The other day, I spoke at a meeting in Berkeley, Calif., organized by people who want cities to shift gears on the drug war. One of the other speakers was Ethan Nadelmann of The Lindesmith Center, which pushes for drug-policy reform. Nadelmann made some good points at the event, and later, when I asked him about Gore's crime proposals. "The idea that when people relapse, the punishment should be prison is both antiscientific and fundamentally inhumane," Nadelmann said. "The whole motto of 12-step is 'one step at a time.' Relapse is part of the recovery process. The notion that people should be reincarcerated based on dirty urine, even when they are getting the rest of their life together, is bad public policy, costly, inefficient and -- again -- inhumane."

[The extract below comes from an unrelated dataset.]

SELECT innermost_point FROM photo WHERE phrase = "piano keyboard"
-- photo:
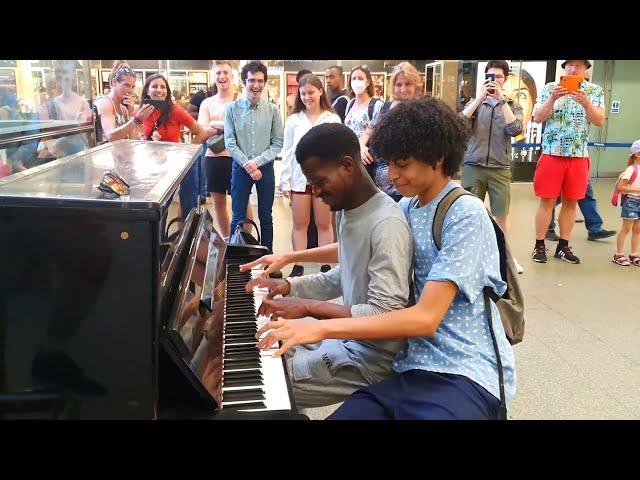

America is so hooked on prisons that, right now, as Nadelmann points out, the easiest way to get treatment for drug addiction is to commit a crime and get yourself arrested. Of course, it's the worst place to get drug treatment, but finding it outside the criminal justice system is very tough, unless you have plenty of money. Someone should tell Al that the surest place to get drugs is prison, where it's brought in by the guards, the very folks who are supposed to be supervising punishment and cleanup. Gore won't have anything to say about that. He's far too chicken to take on the correctional officers' associations.

Gore knows all about addiction. His sister Nancy, as he reminds us from time to time, was killed by cigarettes, unable to kick the habit even as she was breathing with one cancerous lung. He also knows about congenital dispositions. His wife, Tipper, is reportedly a depressive. He knows about therapy, too, having communed with shrinks when he was having the midlife sag that partly prompted his 1992 book, Earth in the Balance.

Suppose tobacco someday becomes a criminalized drug. Booze, too. Suppose Sister Nancy were still around and got put in prison for manslaughter while driving under the influence of alcohol. How would brother Al feel if she were given more jail time because she couldn't quit smoking? How would he feel if she were out on parole, then, put back in jail because nicotine or alcohol showed up in her blood in a routine test when she applied for a job? How would he like it if someone told Tipper that she should just "snap out of" her depression? I doubt Al will connect the dots between Nancy's smoking habit and his stupid anticrime proposals. He's slow to see connections. After all, he stayed addicted to subsidies for his own tobacco farm and to tobacco-industry cash for seven years after Nancy died before finally claiming that he'd tested clean.